Fetching Big Objects Iteratively

The more data the Knowledge Graph holds and the better the data is linked, the more careful a user must be when fetching an object.

Imagine a dataset about a tour with some properties, say, name, description, image, startLocation and an endLocation. That's not an extraordinarily expressive data set, but it can already lead to some interesting side effects because of the graph form in which data is stored. Imagine the startLocation is not just a string or an object with a city name or geo coordinates, but maybe it's a point of interest (POI) that is itself stored in the graph. Maybe this POI has dozens of properties with complex nested data objects. A query now asks for the tour without specifying how "deep" the graph should be traversed; it might try to return Megabytes of data.

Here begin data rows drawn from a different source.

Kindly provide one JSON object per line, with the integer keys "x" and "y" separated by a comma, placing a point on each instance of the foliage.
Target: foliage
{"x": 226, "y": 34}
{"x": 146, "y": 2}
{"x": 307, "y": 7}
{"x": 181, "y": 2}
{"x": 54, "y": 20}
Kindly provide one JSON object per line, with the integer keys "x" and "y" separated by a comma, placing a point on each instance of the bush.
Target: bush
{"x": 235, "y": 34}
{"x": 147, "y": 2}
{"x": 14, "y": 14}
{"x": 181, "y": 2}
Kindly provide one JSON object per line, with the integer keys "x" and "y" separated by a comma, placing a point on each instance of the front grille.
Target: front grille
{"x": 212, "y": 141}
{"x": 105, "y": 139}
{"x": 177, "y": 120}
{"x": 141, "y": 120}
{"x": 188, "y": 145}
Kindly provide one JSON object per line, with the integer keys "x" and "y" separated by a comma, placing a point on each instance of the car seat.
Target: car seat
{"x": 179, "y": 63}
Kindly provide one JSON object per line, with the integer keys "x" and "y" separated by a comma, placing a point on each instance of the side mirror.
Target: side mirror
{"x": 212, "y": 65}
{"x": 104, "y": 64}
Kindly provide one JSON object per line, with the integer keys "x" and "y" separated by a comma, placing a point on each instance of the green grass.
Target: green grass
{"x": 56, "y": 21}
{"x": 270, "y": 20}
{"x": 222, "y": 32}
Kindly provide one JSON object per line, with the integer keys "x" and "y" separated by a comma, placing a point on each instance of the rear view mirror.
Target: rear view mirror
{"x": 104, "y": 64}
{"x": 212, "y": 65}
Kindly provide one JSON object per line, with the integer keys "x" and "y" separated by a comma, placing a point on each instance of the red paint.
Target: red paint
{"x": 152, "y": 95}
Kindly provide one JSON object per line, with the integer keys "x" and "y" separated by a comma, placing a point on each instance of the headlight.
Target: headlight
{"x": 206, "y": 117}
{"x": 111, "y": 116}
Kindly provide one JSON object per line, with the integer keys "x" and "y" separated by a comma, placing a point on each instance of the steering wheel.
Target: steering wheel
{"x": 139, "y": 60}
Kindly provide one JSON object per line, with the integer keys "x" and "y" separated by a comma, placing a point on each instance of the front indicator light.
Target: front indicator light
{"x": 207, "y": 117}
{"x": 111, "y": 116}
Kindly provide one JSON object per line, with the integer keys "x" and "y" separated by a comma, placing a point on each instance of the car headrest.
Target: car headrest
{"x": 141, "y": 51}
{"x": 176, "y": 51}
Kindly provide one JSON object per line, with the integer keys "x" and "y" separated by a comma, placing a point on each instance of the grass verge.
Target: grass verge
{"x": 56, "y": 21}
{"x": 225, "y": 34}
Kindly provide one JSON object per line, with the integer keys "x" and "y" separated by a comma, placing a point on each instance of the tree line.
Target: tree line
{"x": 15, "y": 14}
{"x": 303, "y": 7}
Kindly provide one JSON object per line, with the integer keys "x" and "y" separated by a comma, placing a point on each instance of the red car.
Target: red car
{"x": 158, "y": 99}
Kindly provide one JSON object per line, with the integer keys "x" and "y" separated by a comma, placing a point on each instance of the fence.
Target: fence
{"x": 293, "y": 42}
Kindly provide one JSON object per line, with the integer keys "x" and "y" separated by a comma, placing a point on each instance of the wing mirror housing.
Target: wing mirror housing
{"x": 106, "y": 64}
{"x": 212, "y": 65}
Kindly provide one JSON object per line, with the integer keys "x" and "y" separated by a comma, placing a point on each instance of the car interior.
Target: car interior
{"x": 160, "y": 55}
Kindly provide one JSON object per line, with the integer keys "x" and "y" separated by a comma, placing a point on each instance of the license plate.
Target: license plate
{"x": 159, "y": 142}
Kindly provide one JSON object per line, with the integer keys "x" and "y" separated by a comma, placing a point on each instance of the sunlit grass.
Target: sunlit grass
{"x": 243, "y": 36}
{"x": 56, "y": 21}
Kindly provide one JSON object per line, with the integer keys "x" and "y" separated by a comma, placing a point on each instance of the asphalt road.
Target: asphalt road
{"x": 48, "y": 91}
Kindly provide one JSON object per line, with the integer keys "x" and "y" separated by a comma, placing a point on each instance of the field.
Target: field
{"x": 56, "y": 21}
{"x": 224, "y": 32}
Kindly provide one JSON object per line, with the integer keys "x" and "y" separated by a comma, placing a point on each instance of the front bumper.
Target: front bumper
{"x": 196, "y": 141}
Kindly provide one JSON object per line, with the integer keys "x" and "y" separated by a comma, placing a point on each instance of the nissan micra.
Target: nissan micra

There are, of course, ways to deal with that, which we will explain in the following. Summarizing:

  1. us the hopparameter (<=2)
  2. fetch the data iteratively.

1. The hop parameter

The API supports a header parameter which is called x-hop (in this article, we just call it hop) (It is also described in Section Retrieving Objects). A hop is meant as one level of depth in the nesting of an object. In the tour example from above, a hop=1 would return all first-level properties of the tour: name, description, image, startLocation and endLocation. However, it would only return the real values for properties with primitive ranges, such as string, number or date. For ranges that are objects, like startLocation and endLocation, the query would return a URI. This URI is the root node of a sub-graph and can be queried. A hop of 2 would respond with the first-level properties of startLocation and endLocation and the query is fine as long as that's about it. A hop of 3 would time out in most of the cases.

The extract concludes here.